Im Grunde kann man diese Multi-Städte-Anleihen als Investor nur dann kaufen, wenn man der ganz grundsätzlichen Überzeugung ist, dass eine deutsche Kommune gar nicht pleite gehen kann und was auch kommen mag niemals mit ihren Zahlungen in Rückstand geraten wird. Ansonsten sind Gemeinschaftsanleihen mit Haftungsbeschränkung schwacher Kommunen für den Investor eine mäßig gute Idee. Das Risiko eines Ausfalls ist in diesem Fall das kumulierte Ausfallsrisiko aller beteiligten Kommunen, also um ein Vielfaches höher als bei einer Einzelanleihe. Dieses Risiko ist aber in den aktuellen Emissionen gar nicht erst eingepreist.
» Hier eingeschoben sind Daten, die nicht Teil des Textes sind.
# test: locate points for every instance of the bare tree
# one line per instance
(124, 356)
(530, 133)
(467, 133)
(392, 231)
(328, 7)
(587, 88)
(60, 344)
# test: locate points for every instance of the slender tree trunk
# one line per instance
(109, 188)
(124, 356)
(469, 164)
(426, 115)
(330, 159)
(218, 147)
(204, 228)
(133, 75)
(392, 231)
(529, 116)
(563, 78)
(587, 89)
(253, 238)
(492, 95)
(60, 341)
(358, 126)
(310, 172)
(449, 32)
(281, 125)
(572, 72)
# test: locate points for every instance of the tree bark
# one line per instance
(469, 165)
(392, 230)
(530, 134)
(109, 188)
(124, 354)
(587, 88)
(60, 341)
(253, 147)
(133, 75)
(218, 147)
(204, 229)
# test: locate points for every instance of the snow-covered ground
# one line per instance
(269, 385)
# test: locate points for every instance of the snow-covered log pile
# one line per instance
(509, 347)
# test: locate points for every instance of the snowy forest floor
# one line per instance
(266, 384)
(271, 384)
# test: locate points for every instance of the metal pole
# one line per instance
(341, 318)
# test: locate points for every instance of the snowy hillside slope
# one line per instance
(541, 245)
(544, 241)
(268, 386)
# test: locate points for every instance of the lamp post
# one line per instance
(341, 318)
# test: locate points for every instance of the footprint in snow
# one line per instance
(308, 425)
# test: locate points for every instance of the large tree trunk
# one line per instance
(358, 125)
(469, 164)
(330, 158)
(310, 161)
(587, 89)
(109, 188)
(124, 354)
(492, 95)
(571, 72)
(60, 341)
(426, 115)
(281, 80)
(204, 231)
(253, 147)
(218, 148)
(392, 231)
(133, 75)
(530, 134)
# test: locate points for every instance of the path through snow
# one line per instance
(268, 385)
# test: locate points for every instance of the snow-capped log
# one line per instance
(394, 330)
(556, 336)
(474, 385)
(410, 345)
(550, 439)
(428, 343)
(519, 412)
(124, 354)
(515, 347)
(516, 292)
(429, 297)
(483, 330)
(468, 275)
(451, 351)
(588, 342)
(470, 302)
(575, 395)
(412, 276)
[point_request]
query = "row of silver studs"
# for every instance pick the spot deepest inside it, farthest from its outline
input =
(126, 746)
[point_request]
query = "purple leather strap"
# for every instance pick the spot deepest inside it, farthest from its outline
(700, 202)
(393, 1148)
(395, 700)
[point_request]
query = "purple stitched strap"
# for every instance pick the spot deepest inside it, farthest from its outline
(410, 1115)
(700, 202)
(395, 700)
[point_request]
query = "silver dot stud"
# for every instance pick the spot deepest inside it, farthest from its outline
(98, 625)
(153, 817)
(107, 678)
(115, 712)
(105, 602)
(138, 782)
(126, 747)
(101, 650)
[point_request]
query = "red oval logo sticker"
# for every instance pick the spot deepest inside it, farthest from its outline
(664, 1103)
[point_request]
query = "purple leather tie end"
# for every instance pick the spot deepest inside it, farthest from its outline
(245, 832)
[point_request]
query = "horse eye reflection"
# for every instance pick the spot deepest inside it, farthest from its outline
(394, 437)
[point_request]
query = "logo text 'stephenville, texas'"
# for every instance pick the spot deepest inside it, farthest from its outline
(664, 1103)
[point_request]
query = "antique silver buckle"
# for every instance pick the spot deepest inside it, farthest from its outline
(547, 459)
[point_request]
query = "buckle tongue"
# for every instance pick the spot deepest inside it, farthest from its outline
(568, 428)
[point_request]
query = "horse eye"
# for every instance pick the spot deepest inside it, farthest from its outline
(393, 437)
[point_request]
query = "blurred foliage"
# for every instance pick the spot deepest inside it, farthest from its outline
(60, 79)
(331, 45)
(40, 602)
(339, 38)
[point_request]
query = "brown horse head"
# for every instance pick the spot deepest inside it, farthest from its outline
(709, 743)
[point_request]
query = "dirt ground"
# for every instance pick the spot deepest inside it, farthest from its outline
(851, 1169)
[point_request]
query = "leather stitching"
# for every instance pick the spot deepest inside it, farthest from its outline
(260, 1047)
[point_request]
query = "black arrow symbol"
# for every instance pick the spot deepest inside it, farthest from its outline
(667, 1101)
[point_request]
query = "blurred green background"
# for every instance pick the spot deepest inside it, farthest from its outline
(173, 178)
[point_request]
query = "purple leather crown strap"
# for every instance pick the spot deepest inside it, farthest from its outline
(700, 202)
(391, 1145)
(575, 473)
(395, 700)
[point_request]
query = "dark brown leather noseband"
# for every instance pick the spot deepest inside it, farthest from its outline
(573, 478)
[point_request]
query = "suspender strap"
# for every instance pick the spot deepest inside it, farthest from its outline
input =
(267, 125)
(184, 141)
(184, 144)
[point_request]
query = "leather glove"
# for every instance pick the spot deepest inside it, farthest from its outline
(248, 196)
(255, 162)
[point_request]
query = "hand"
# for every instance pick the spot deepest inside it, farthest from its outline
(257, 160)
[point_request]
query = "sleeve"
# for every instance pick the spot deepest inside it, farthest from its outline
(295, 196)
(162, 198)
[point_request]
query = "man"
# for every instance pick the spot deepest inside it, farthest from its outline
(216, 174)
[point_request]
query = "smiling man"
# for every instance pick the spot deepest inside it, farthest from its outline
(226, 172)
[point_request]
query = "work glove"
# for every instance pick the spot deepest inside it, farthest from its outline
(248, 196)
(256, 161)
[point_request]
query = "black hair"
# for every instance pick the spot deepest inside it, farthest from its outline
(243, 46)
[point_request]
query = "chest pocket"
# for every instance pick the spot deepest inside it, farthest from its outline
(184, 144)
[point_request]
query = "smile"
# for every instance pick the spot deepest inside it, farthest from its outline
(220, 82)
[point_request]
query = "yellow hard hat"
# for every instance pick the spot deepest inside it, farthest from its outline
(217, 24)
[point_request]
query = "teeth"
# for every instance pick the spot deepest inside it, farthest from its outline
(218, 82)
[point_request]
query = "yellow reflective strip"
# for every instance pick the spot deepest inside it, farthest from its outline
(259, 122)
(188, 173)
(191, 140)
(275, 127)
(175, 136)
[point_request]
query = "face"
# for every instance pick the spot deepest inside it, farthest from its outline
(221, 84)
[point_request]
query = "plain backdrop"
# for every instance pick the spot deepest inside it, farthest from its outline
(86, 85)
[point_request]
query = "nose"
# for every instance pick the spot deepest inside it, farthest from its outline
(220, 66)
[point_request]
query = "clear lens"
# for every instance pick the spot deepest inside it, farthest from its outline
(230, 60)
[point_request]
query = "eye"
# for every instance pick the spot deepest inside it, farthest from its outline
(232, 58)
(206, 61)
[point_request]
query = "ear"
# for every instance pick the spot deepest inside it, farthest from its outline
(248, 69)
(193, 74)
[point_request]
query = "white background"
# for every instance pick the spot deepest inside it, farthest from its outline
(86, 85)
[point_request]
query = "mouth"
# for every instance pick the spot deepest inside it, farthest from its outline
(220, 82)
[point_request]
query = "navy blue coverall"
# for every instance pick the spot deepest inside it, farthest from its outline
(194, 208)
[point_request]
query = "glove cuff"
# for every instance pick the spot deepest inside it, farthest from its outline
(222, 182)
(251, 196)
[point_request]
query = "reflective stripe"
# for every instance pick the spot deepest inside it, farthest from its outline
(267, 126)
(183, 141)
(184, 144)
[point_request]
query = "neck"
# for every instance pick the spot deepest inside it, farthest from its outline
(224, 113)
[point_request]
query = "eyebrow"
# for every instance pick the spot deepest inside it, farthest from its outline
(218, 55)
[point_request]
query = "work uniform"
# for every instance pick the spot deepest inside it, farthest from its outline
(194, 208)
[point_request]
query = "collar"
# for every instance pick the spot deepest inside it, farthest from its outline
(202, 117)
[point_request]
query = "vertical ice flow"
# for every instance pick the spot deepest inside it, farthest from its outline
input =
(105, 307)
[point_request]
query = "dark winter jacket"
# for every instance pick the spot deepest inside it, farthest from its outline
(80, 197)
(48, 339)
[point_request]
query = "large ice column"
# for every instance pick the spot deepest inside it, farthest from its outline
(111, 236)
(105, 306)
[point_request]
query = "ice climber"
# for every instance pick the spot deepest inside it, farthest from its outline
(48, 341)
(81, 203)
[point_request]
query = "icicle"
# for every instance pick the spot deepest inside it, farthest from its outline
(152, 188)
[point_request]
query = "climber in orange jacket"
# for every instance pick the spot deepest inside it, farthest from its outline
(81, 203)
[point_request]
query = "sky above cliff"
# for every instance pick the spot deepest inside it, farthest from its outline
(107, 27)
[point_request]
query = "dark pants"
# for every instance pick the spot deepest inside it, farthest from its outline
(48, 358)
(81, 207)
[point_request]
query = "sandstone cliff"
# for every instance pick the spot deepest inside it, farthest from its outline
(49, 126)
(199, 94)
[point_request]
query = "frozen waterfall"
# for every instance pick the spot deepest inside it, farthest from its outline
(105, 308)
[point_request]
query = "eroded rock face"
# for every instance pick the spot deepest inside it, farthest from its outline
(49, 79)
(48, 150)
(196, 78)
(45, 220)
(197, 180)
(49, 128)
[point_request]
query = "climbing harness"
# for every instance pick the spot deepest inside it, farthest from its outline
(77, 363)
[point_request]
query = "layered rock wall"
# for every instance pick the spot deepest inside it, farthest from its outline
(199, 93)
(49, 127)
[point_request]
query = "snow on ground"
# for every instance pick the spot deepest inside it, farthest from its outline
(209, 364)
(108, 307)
Richtig Sinn machen Gemeinschaftsanleihen – ob nun von Städten, Ländern oder anderen Emissionsgemeinschaften – erst dann, wenn die Emittenten gegenseitig die Haftung als Gesamtschuldner übernehmen. Denn dann wäre das Ausfallsrisiko für den Investor deutlich reduziert, was sich in einem reduzierten Emissionsspread und damit niedrigerem Zinssatz ausdrücken würde. Der ersparte Risikoaufschlag im Zinssatz stellt dabei sozusagen die Versicherungsprämie dar, mit der sich die Emittenten gegenseitig gegen Ausfall versichern. Vernünftigerweise sollte dieser Spread separat als Rückstellung für den Fall der Fälle beiseite gelegt werden.

Ohne gemeinschaftliche Haftung machen Einzelemissionen für den Investor deutlich mehr Sinn. Dann kann man sich das Risiko kaufen, das man möchte, ohne sich ein Bündel an Credits ans Bein binden zu müssen.